90/10 Product Management.

While what I am writing about today is applicable across life, I want to zoom in and focus on how this can benefit product management.

This is not an essay just for professional product managers but for anyone who finds themselves in a product manager position. That is anyone who has to decide how a product or service is designed, built, and delivered to people.

Product managers are responsible for the planning, forecasting, and executing a product throughout its entire life cycle. This includes developing a product strategy, gathering requirements, creating a product road map, managing the product backlog, and ensuring that the product meets customer needs. Product managers also work with other departments to ensure that the product is successfully launched and marketed.

The role of the product manager has become increasingly important in recent years as companies have come to realize that successful products require a deep understanding of customer needs and market trends. Product managers are often seen as the link between the customer and the company and play a vital role in ensuring that products are developed and marketed effectively.

Even more specifically, this is about products and services that are digital and software-based. This is a fascinating niche because often, anything feels possible if we are coding it instead of having to build it physically, but this is just an illusion.

There are just as many restrictions and limitations when creating a product or service in software. You still have plenty of constraints such as legal limits, budget, time, team capabilities, and the laws of physics in general.

One of my favorite forcing functions when working on my products or advising startup founders is to think of how much of your vision of your product you can dilute, significantly reduce effort, and make things much simpler for yourself.

So if your 100% vision takes 100% effort, can you get 90% of what you want but expend only 10% of the effort? In other words, where are the compromise areas, especially in the things that are difficult and perhaps do not add as much value as you think they do?

My favorite tactic to achieve this is to constantly think of the “v1” of what we are doing. Can we ship something smaller, more straightforward, with fewer moving parts to think about?

I think like this because I have been constantly humbled about my abilities about being able to estimate or understand even the simplest of features.

I have never been able to accurately understand features as a whole up-front in my entire professional career. Additional considerations and complexities come into play as soon as you start designing, and then even more come up as you start coding.

So, start with the assumption that you don’t even know how complex something is going to be, but that it will for sure be more complicated than you assume it is going to be.

It is a little strange to treat yourself like a child, but this is what is required to put yourself in the right frame of mind. Sketch out the big ideas of your feature, scale it down, and then consider some of the edge cases. You will likely underestimate your edge cases by 50-100% at a minimum — and this is where the problems are.

If you bundle together enough edge cases for a given feature, they actually add up to both a significant amount of design and development work and also a lot of the usage of the product.

The other problem, often outside of the product manager’s responsibilities, is that budget and time are already fixed. Contracts and agreements and plans may have been made even before you started working, and you may or may not have been consulted, so these are constraints that you have to work with.

And so, the only lever left for you to manage is the scope. More often than not, you will regret taking on too much scope than taking on too little.

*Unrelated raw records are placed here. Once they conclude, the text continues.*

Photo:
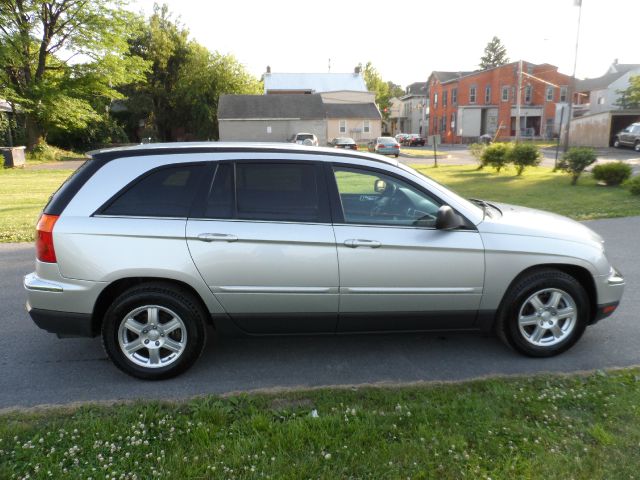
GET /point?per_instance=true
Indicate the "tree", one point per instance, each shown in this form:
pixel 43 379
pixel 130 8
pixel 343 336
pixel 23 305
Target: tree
pixel 179 97
pixel 495 54
pixel 384 91
pixel 630 96
pixel 61 60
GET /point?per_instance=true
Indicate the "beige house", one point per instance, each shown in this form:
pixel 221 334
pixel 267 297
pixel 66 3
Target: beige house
pixel 276 118
pixel 360 121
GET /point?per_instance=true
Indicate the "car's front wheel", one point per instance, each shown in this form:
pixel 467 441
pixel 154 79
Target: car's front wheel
pixel 154 331
pixel 544 313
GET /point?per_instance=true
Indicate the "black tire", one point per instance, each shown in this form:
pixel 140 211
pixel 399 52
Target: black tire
pixel 190 335
pixel 545 282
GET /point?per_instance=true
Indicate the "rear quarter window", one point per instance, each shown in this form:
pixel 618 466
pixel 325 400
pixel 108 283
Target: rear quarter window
pixel 165 192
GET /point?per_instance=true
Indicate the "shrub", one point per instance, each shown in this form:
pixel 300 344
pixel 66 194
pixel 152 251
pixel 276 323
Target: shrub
pixel 476 150
pixel 634 185
pixel 524 155
pixel 576 160
pixel 496 155
pixel 613 173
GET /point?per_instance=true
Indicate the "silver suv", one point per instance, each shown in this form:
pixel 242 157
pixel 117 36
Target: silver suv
pixel 149 246
pixel 629 137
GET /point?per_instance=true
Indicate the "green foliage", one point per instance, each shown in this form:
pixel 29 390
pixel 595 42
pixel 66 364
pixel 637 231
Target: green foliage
pixel 384 91
pixel 495 54
pixel 630 97
pixel 576 160
pixel 582 426
pixel 496 155
pixel 42 43
pixel 613 173
pixel 634 185
pixel 476 150
pixel 524 155
pixel 178 100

Don’t be scared to ship something that feels “underwhelming” to users or your management team. Just shipping something that works and is actually used is already a huge win, plenty of organizations fail at even this essential task.

Once you’ve got something in the hands of real people, speak to them. With a surprisingly small sample size (<10) you’ll have a good idea of what additional improvements you need to make, and this is your new starting point. And you apply the above 90/10 thinking to this improvement, make life easy for yourself, and ensure that you ship.

And then repeat.

Over time, this will lead to a team that has little stress, ships a consistently high-quality product that is user-centric, and gets in the habit of shipping a product regularly instead of having “one big-bang release”.

I am always skeptical of scheduled large product launches for this reason. My experience, and what I have seen others do that have been successful, is that good products don’t “launch” in one day. They take months and years to improve slowly until they solve specific problems really well. That’s when most people then become aware of the product, and it looks like an overnight success.

It’s not — it is lots of small, good decisions compounded over time.